The once (and future?) GOP presidential candidate cuts a $5,000 check to the Nevada Tea Party favorite
Mitt Romney knows how to pick a winner. Especially after the winner has already been picked by the voters. So sure enough, this afternoon brought news that he has taken a side in the Nevada Senate race.
Romney sent Sharron Angle, Harry Reid’s new opponent (and, possibly, political savior) a $5,000 check from his PAC, the maximum donation allowed by campaign finance law. He also endorsed Brian Sandoval, after he knocked off Gov. Jim Gibbons in a GOP primary. ”Instead of focusing on turning our economy around and fostering job creation and economic growth, too many of our leaders are instead focused on growing the size of government,” Romney said in a statement. “That is why Nevada is fortunate to have leaders like Brian Sandoval and Sharron Angle, who will work to get our economy back on track.”
With the 2012 Republican presidential primary set to start on Nov. 3, the day after the midterm elections, Romney has been busy endorsing candidates all over the country, and especially in early primary states like Nevada. Last night was a good one for one of his picks, Nikki Haley, who fell just short of winning the GOP gubernatorial nod in South Carolina and seems sure to win a runoff. But Romney hadn’t gotten involved in the Nevada race up to now — which was probably wise, since the GOP establishment backed loser Sue Lowden, and endorsing Angle before she won the nomination might have made Romney look a bit too enthusiastic about the Tea Party set.

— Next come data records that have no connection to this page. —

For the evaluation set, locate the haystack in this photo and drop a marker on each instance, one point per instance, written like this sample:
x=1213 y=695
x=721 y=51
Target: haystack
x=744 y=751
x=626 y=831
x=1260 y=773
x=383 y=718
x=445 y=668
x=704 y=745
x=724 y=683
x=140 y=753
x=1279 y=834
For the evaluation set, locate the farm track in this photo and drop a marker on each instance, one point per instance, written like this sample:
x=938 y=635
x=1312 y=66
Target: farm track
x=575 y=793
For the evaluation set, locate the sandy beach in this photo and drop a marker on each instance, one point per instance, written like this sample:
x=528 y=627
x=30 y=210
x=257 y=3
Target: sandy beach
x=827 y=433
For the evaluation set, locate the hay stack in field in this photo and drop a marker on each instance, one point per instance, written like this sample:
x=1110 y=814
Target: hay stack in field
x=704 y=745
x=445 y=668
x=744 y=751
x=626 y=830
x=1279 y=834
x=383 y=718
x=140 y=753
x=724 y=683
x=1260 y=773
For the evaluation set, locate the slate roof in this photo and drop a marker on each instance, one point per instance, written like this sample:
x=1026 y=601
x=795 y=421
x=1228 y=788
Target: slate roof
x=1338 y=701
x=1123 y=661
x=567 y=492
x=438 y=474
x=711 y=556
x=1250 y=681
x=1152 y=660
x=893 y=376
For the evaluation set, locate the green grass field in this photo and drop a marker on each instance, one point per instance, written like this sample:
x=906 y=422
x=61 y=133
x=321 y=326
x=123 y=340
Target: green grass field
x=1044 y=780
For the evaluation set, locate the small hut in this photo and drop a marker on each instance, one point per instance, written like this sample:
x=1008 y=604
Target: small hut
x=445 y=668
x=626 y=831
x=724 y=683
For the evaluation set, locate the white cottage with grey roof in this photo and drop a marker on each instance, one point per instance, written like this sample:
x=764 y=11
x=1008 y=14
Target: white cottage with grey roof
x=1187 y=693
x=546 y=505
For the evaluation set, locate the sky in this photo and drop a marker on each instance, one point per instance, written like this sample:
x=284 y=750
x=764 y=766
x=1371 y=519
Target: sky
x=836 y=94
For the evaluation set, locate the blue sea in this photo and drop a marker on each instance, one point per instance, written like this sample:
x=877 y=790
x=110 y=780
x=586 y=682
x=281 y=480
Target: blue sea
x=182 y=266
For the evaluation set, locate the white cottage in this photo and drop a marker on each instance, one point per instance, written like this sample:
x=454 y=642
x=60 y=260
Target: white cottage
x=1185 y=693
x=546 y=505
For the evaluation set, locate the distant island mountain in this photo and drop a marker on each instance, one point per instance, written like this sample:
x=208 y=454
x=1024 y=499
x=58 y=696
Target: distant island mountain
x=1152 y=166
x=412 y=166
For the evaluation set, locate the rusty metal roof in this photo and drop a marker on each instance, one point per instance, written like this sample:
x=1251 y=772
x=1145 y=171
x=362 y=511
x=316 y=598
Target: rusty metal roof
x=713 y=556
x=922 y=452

Still, it’s not exactly a profile in political courage to endorse your party’s nominee against the very vulnerable sitting Senate majority leader. Romney took a similarly bold stand in the Florida Senate race a week before Gov. Charlie Crist quit the party — and well after it was obvious that Rubio was going to wipe the floor with Crist if he stayed in. Those risk-averse political instincts, though, could help Romney win the nomination as the safe choice this time around. After John McCain in 2008, Republicans have probably had enough of self-styled mavericks.